Своего командира роты, например, капитана Сомова, они звали коротко и ясно: «Мужчина»! Произносилось это с неизменным оттенком восхищения и почитания. Рослый, стройный, мужественный… Все превосходные эпитеты безошибочно ладились к нему. И не только к внешности. В роте он был прежде всего лучшим солдатом-десантником. Все, чему учили их, он знал и умел лучше других и выполнял не просто отлично, а с естественной легкостью человека, влюбленного в свое дело. Спокойный и уравновешенный, размышляющий как обыкновенный учитель в часы занятий и отдыха, он строжал до суровости перед строем, был взрывной и стремительный в бою, в учебном конечно… Однако, когда на тебя мчатся «живые» танки и земля, как испуганная лошадь, вздрагивает под тобой от щедрой пиротехники, это уже далеко не кино. С непривычки чумеешь будто. Сжимаешься весь в недвижимость, и, кажется, ничто не способно тебя разжать в человека, пока стоит вокруг этот гул, лязг и грохот. Но отрывистый, пронзительный голос капитала игловым импульсом отыскивает в твоем сознании именно ту точку, от которой все в тебе приходит в движение, — и ты почти автоматически, с какой-то неведомой ранее неистовостью следуешь точно его приказу. И казалось в ту минуту, прикажи он обломать черту рога, ты исполнишь это не задумываясь, появись только бесенок на горизонте…
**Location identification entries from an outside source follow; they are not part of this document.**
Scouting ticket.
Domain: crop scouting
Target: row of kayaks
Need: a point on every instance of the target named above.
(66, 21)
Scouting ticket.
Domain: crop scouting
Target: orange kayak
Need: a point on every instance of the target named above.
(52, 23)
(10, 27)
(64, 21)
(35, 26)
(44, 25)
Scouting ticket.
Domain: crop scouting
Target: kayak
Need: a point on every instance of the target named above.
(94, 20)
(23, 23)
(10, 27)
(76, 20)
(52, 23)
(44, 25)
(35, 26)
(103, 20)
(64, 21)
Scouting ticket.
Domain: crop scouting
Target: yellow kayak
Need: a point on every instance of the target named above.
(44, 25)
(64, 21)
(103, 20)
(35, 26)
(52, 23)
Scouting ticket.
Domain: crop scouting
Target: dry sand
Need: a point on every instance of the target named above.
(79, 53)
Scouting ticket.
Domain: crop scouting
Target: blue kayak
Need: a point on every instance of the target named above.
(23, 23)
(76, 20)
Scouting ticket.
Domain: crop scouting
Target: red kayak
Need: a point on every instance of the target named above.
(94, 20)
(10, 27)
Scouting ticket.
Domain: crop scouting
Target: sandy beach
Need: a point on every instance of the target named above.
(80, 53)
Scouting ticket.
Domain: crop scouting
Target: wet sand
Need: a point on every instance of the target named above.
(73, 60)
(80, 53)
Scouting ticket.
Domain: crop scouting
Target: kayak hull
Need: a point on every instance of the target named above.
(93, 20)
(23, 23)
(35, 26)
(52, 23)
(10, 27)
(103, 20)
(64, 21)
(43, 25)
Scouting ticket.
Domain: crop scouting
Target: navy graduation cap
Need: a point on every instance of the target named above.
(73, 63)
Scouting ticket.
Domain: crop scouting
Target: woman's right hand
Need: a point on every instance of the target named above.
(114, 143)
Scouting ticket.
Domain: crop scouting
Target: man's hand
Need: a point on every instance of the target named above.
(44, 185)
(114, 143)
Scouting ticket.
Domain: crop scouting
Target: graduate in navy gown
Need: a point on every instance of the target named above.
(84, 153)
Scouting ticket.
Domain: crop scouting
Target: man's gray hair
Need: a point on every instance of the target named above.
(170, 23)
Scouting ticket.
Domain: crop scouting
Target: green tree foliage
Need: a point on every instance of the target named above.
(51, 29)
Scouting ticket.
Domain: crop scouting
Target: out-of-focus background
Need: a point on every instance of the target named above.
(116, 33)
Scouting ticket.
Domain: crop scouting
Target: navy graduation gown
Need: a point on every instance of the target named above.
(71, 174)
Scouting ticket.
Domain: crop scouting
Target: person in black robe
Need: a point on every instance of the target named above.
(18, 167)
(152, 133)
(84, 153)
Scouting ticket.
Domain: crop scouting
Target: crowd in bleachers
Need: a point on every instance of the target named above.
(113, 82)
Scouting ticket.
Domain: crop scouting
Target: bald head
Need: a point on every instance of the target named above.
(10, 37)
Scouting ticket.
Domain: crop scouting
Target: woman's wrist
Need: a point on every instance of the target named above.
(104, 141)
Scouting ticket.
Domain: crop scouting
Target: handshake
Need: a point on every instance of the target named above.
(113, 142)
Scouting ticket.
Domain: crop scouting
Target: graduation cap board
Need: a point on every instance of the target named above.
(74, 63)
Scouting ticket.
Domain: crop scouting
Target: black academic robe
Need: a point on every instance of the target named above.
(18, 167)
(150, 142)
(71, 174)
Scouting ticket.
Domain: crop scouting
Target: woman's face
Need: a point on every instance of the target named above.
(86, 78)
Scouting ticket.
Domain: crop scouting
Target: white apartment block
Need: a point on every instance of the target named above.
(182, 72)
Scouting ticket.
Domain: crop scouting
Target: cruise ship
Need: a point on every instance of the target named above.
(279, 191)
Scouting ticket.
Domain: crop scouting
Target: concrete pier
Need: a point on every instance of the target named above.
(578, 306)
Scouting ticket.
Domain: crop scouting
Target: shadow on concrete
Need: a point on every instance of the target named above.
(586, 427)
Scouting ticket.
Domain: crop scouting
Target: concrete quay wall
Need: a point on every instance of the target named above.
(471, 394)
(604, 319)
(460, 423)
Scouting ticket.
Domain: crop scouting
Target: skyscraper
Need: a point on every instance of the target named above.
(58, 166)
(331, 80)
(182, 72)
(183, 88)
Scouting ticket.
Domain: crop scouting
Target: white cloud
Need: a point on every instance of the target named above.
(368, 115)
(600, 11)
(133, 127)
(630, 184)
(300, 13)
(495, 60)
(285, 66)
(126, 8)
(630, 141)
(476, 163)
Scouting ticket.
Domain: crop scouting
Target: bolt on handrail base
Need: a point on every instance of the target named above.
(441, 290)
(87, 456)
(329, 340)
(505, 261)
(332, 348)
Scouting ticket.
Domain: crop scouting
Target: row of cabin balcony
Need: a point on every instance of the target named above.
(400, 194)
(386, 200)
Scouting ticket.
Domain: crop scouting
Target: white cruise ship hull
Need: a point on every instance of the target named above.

Ну как с таким командиром не станешь «достойным представителем»?

Лейтенант — комвзвода — был тоже, по оценке ребят, «мужик ничего, свойский». Но уже не то… Он явно и не всегда умело подражал капитану, а это хоть и понималось и прощалось ребятами, но не поощрялось. В общем, «художественная самодеятельность», как снисходительно выразился однажды Яшка по этому поводу, и «звание» приклеилось в сокращенном виде «худсам».

Неуязвимее других оказался старшина. Хоть с ним-то как раз у каждого было связано больше всего неудобств и конфликтных ситуаций армейской службы. Каких только кличек-ярлыков не лепили ему гораздые на выдумки ротные Теркины, все они держались не больше дня. Но каждый, пожалуй, увез домой последнее слово, сказанное о нем при расставании. Капитан и комвзвода простились перед строем, а старшина вышел проводить до автобуса, навсегда увозящего их из части. И когда они расселись по местам и водитель запустил мотор, старшина совсем не по-уставному, без единой металлинки в голосе сказал им: «Дай бог вас больше в форме не видеть, ребята. Не поминайте лихом!» — и, спрыгнув с подножки, взял под козырек. Автобус тронулся, все оглянулись на старшину, и кто-то из ребят растроганно обронил: «Человек!» Серега не смог ничего добавить к сказанному, он глотал слезы…

Самостоятельно с первой публичной оценкой личности Серега выступил еще в восьмом классе. Правда, вся публика состояла лишь из самой оцениваемой личности, но все же это был качественный скачок, очередная ступенька прозрения. Накануне экзамена по математике Борька застал его над старым, отцовским еще, учебником «Психологии». «Псих энд псих», — прокомментировал он это событие. Но Серега не среагировал на язвительность.

— Борька, знаешь, кто ты? — опросил он таинственно.